Но у меня не было тогда никакого времени для разработки. Жизнь моя проходила как в вихре благодаря массе новых впечатлений, которые приносил каждый день, да и разнообразие интересов мешало мне сосредоточиться на чем-нибудь. Прежний страстный интерес к естественным наукам тоже по временам давал себя знать.

2. Опять тревоги

 Я пришел к Алексеевой, но не застал ее дома. Оставшись один в ее пустой квартире, я взглянул на стены, сплошь уставленные книжными полками студенческой библиотеки, перенесенной к ней во время моего путешествия. Осмотрев заголовки стоящих там книг, я вынул один из номеров тогдашнего научного журнала «Знание» и начал читать в нем переводную статью какого-то немецкого ученого «О полете насекомых». Предмет сразу захватил меня. Там описывались опыты над схваченными за ножки мухами и другими, прикрепленными к месту, насекомыми, крылья которых дают отблески от лучей падающего на них света. Эти отблески всегда идут по двум разным направлениям: один от крыла при его поднятии, другой при опускании, так что хотя взмахи крыльев и следуют так быстро друг за другом, что их нельзя отметить глазом, но по направлению световых отблесков легко можно определить, что при поднятии крыла его передний край приподнимается над задним краем, а при опускании — наоборот, так что можно даже точно определить угол между тем и другим движением крыльев и убедиться, что крылья насекомых всегда действуют по закону удара косых плоскостей, т. е. как винтовые поверхности. 

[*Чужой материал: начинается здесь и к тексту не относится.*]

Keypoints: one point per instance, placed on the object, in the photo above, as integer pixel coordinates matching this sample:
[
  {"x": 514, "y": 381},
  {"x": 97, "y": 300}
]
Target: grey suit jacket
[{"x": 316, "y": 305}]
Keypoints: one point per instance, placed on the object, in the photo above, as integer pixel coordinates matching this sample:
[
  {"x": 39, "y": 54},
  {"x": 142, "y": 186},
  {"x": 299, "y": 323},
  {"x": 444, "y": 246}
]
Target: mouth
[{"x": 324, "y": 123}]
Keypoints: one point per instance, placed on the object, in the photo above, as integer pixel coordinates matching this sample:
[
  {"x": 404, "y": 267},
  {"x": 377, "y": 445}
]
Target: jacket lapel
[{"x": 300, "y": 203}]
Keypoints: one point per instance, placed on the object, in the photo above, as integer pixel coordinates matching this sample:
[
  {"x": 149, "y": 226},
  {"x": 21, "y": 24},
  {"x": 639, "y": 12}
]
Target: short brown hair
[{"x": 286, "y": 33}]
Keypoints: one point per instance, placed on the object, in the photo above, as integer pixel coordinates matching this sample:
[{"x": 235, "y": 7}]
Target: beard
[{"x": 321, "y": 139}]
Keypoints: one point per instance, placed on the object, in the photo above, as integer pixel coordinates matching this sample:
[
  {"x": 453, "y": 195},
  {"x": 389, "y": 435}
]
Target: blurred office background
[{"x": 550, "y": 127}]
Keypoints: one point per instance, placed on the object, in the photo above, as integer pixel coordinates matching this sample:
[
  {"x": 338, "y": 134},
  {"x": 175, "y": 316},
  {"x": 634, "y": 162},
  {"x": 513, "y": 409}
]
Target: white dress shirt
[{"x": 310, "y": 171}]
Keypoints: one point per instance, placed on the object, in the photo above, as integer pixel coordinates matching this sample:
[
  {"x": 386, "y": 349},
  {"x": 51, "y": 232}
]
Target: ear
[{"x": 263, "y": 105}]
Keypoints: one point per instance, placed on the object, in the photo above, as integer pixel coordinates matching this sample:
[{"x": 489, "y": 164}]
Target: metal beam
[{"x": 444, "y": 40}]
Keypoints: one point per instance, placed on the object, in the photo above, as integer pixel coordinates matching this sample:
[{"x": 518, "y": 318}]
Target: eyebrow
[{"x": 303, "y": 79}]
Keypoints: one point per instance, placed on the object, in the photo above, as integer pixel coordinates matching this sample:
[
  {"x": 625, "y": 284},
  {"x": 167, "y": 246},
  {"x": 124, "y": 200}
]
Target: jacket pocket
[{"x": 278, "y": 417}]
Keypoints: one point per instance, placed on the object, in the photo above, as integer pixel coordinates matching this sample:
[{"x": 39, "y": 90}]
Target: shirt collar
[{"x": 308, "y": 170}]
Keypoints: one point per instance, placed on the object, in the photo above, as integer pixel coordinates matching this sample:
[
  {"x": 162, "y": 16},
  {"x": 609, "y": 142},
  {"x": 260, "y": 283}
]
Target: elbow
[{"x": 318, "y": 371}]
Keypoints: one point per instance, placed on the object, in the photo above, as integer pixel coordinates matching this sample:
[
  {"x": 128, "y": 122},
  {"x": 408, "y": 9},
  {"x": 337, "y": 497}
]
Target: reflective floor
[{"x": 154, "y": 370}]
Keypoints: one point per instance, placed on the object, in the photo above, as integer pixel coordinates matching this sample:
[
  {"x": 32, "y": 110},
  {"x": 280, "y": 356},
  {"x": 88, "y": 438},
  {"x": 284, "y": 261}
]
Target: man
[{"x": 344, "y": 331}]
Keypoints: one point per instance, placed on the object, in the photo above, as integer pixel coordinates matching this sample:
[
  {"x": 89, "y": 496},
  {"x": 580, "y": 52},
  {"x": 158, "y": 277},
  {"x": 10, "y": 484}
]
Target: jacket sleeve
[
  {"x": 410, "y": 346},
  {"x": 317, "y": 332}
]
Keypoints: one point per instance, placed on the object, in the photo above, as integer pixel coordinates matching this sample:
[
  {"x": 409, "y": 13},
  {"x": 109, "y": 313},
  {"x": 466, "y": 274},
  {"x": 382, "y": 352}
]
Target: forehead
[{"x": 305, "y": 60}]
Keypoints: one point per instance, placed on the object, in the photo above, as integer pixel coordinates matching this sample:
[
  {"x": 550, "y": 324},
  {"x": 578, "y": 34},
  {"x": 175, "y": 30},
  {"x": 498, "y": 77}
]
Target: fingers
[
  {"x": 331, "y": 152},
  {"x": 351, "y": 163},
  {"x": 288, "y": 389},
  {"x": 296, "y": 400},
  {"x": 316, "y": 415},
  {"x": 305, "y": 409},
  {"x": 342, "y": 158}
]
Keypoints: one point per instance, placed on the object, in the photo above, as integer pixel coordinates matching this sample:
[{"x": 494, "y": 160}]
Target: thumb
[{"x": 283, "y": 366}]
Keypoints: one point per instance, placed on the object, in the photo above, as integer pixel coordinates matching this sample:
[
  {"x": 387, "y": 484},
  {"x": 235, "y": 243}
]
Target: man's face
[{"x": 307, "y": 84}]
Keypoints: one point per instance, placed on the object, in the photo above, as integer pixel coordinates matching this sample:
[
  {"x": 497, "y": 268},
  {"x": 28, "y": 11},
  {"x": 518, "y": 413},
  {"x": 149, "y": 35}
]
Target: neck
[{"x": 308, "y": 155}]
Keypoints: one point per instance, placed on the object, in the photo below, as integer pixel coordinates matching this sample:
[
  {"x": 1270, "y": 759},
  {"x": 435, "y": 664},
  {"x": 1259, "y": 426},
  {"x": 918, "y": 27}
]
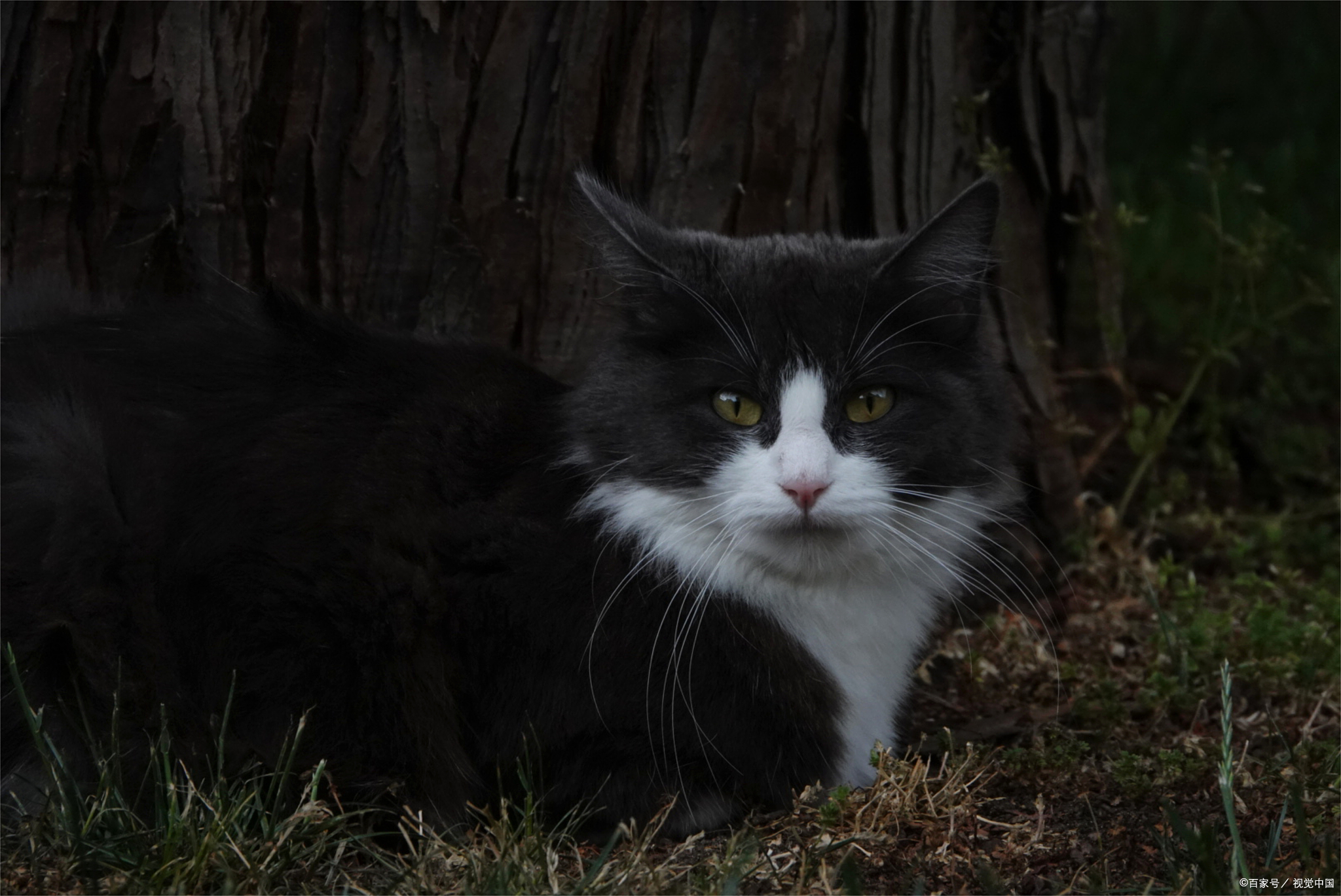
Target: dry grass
[{"x": 1082, "y": 758}]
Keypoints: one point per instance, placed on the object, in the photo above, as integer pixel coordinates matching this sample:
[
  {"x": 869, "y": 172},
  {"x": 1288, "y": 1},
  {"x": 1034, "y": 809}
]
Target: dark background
[{"x": 408, "y": 164}]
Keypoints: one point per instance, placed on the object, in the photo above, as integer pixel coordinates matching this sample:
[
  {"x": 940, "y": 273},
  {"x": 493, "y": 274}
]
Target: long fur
[{"x": 458, "y": 566}]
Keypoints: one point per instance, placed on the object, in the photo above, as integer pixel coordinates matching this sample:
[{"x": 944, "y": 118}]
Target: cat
[{"x": 705, "y": 572}]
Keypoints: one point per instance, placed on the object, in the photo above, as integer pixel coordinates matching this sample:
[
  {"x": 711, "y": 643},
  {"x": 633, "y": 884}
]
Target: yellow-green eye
[
  {"x": 871, "y": 404},
  {"x": 737, "y": 408}
]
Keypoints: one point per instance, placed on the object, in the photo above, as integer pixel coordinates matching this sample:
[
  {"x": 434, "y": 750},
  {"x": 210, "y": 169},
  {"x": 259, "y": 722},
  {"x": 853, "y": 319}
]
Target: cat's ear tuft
[
  {"x": 944, "y": 263},
  {"x": 632, "y": 246}
]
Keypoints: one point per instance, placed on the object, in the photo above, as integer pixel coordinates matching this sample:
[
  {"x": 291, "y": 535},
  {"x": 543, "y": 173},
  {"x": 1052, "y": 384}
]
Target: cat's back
[
  {"x": 248, "y": 486},
  {"x": 249, "y": 388}
]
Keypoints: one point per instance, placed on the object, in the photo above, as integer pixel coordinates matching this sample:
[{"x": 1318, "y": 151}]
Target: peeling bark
[{"x": 408, "y": 163}]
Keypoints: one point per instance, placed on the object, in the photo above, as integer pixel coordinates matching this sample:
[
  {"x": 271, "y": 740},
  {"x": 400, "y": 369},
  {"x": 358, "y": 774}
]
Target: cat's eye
[
  {"x": 737, "y": 408},
  {"x": 870, "y": 404}
]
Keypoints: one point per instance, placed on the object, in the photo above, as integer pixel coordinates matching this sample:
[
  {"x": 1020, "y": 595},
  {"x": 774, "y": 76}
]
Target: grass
[{"x": 1178, "y": 732}]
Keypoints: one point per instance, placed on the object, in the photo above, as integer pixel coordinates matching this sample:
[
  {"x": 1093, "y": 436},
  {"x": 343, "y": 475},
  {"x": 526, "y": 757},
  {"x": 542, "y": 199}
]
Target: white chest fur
[
  {"x": 867, "y": 636},
  {"x": 852, "y": 572}
]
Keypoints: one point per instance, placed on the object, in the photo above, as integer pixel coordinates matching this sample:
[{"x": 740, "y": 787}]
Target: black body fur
[{"x": 380, "y": 530}]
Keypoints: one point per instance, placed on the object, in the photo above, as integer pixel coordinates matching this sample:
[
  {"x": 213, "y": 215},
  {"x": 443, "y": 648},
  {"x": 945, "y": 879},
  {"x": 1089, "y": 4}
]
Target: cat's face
[{"x": 805, "y": 401}]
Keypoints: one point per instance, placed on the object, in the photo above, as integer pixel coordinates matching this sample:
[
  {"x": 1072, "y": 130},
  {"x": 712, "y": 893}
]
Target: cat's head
[{"x": 796, "y": 405}]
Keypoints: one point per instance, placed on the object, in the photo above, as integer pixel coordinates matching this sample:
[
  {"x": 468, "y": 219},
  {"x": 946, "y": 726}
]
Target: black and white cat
[{"x": 706, "y": 571}]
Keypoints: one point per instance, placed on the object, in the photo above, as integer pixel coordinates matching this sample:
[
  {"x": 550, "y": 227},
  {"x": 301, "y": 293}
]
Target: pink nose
[{"x": 803, "y": 493}]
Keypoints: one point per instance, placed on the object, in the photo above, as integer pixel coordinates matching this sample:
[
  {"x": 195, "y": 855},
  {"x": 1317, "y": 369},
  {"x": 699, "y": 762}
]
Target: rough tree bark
[{"x": 408, "y": 163}]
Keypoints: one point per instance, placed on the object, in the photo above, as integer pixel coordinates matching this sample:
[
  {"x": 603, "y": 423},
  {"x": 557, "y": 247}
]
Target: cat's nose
[{"x": 803, "y": 492}]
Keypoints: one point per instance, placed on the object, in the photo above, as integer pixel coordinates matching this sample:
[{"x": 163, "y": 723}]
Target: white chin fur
[{"x": 858, "y": 589}]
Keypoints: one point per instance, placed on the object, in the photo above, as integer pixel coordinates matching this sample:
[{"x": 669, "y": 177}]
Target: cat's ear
[
  {"x": 943, "y": 267},
  {"x": 632, "y": 246}
]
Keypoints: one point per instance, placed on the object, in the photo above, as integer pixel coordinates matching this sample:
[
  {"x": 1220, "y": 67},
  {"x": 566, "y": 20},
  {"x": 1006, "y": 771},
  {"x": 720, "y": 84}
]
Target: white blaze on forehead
[{"x": 802, "y": 450}]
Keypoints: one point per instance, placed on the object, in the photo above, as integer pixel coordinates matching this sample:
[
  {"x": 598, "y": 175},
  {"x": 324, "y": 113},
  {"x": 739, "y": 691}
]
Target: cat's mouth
[{"x": 807, "y": 526}]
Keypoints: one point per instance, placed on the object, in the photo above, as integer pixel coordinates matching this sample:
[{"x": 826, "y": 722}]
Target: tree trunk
[{"x": 408, "y": 163}]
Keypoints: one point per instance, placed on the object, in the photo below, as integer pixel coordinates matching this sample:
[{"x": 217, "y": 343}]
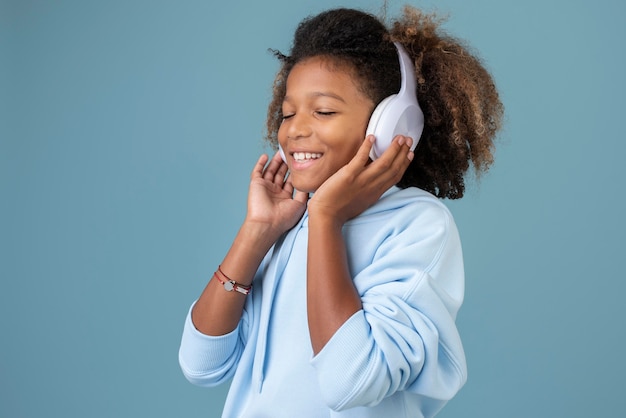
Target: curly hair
[{"x": 461, "y": 105}]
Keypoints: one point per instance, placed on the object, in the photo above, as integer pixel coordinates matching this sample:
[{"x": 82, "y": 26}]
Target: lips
[{"x": 301, "y": 157}]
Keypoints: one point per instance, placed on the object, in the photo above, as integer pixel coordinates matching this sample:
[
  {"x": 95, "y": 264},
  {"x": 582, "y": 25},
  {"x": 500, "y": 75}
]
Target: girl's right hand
[{"x": 272, "y": 205}]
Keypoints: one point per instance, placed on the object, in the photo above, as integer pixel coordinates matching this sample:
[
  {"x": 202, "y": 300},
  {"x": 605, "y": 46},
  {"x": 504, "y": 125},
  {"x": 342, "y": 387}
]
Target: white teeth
[{"x": 305, "y": 156}]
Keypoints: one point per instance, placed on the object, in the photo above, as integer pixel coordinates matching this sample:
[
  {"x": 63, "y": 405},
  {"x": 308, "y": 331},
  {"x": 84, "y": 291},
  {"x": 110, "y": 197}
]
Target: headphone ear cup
[{"x": 379, "y": 129}]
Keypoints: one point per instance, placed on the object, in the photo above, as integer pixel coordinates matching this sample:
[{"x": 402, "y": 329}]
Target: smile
[{"x": 301, "y": 157}]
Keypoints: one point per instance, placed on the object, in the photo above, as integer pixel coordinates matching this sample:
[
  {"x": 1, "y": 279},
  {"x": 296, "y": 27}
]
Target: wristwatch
[{"x": 231, "y": 285}]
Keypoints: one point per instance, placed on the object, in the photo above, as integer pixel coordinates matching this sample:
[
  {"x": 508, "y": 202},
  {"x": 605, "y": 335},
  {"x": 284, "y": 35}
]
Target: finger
[
  {"x": 279, "y": 178},
  {"x": 361, "y": 159},
  {"x": 272, "y": 167},
  {"x": 393, "y": 162},
  {"x": 301, "y": 197},
  {"x": 257, "y": 171}
]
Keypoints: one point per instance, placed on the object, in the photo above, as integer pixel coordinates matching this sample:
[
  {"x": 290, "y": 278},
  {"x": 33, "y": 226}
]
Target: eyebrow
[{"x": 321, "y": 94}]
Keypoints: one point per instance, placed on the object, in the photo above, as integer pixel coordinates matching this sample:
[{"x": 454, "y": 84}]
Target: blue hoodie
[{"x": 399, "y": 356}]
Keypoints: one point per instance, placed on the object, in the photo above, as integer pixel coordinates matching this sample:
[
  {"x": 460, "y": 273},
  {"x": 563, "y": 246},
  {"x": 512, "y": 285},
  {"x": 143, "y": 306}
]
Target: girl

Я живо прочел эту статейку, которая возбудила во мне мысли о возможности полета человека на крыльях, устроенных таким образом, или его подъема вверх вместо воздушных шаров на двух винтах, вложенных в одну ось и вращающихся в противоположные стороны, но я не мог долго предаваться своим мыслям. Возвратилась Алексеева, а вслед за нею пришло несколько других знакомых. Их разговор помешал продолжению моих летательных соображений. 

Говорили об арестах среди московских рабочих, об аресте Цакни, о том, что Третье отделение встревожилось и по улицам везде рыскают шпионы. Один студент, Устюжанинов, с которым я познакомился еще весною в сапожной мастерской, устроенной нами для обучения уходящих в народ, и который тоже пришел к Алексеевой, был особенно нервно возбужден. 

Это был невзрачный вологжанин с черной, как вороново крыло, густой бородой, доходившей почти до самых его глаз, и с узким невысоким лбом под негустыми, тоже черными, волосами. Он был всегда молчалив, даже боязлив, — его считали прямо трусливым и не особенно ценным в качестве пропагандиста. А на деле, как оказалось потом, он пользовался среди московских рабочих огромным влиянием и замечательно хорошо умел с ними сходиться в народных трактирах. 

Аресты теперь коснулись именно его знакомых, и ему приходилось особенно сильно скрываться. 

— Если меня арестуют, — сказал он мне, отведя в сторону, — то примите на себя моих рабочих. Особенно обратите внимание на Союзова, это замечательно ценный человек. Я познакомил его уже с Панютиными, но они девочки, и если меня не будет, то вы позаботьтесь о нем, чтобы он не пропал и не отстал от движения. 

— Зачем вам погибать? — утешал я его. — У меня есть достаточно знакомых в Москве, чтобы укрыть вас. 

Вдруг вошел Кравчинский. 

— Скверное дело! — сказал он. — Около этого дома снуют подозрительные личности. Надо скорее расходиться, господа, и уходя, смотрите все хорошенько за собою. 

Устюжанинов нервно заерзал на своем месте. Он порывисто подошел к окну и начал быстро повертывать в нем голову направо и налево. 

— Отойдите, отойдите скорее от окна! — почти крикнул ему Кравчинский. — Ведь вас видно с улицы, вы обращаете на себя внимание! 

Устюжанинов отскочил от окна и спрятался в противоположном углу комнаты в тени. 

— Кто же куда идет? У кого есть безопасное место для ночлега? 

— У меня есть несколько мест, и одно из них для нескольких человек сразу, — ответил я. 

— Где для нескольких? — спросил Шишко. 

— В вокзале Рязанской железной дороги, в квартире инженера Печковского.